3. Hukuk Dairesi 2018/1761 E. , 2018/2726 K.
"İçtihat Metni"MAHKEMESİ :ASLİYE HUKUK MAHKEMESİ
Taraflar arasındaki tedbir nafakası davasının mahkemece yapılan yargılaması sonucunda, davanın kısmen kabulüne yönelik olarak verilen hükmün, süresi içinde davalı vekili tarafından temyiz edilmesi üzerine; temyiz dilekçesinin kabulüne karar verildikten sonra, dosya içerisindeki kağıtlar okunup gereği düşünüldü:
Y A R G I T A Y K A R A R I
Davacı vekili dava dilekçesinde; tarafların 1999 yılında evlendiklerini, iki müşterek çocukları olduğunu, davalının evlilik hayatı boyunca davacıya hakaret ettiği ve şiddet uyguladığını, davalının müşterek konutu terk ederek ayrı yaşamaya başladığını, davacı ile müşterek çocukların ihtiyaçlarını karşılamadığını, davacı ve müşterek çocukların komşuların yardımıyla geçindiklerini ileri sürerek, davacı için 300,00 TL ve iki müşterek çocuk için de ayrı ayrı 300,00’er TL tedbir nafakasına hükmedilmesini talep ve dava etmiştir.

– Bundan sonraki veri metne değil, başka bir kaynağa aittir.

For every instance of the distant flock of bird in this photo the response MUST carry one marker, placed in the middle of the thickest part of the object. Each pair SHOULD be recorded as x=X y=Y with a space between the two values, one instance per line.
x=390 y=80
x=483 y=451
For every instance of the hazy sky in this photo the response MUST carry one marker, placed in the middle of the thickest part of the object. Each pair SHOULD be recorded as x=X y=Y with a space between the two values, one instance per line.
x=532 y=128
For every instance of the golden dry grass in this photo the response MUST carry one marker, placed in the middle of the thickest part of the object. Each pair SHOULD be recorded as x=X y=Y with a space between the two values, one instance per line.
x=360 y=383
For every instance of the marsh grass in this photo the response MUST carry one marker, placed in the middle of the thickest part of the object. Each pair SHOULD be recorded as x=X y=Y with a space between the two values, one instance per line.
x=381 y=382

Davalı cevabında; davacının iddialarının asılsız olduğunu, davacı ile aynı evde yaşamaya devam ettiklerini ve evlilik birliğinin devam ettiğini, davacı ve müşterek çocukların ihtiyaçlarını karşıladığını belirterek, davanın reddine karar verilmesini istemiştir.
Mahkemece yapılan yargılama neticesinde davanın kısmen kabulü ile davacı için 150,00 TL ve her iki müşterek çocuk için ayrı ayrı olmak üzere 150,00’şer TL tedbir nafakasına hükmedilmiş, hükmün süresi içinde davalı tarafından temyiz edilmesi üzerine Dairemizin 2015/13580 E. 2015/19710 K. sayılı ilamıyla "... Mahkemece, davacının davalıdan ayrı yaşama hakkının olup olmadığının tespiti açısından, tarafların delillerinin toplanmadığı ve davacının davalıdan ayrı yaşamakta haklı olup olmadığı olgusu araştırılmadan karar verildiği" gerekçesiyle hükmün bozulmasına karar verilmiştir.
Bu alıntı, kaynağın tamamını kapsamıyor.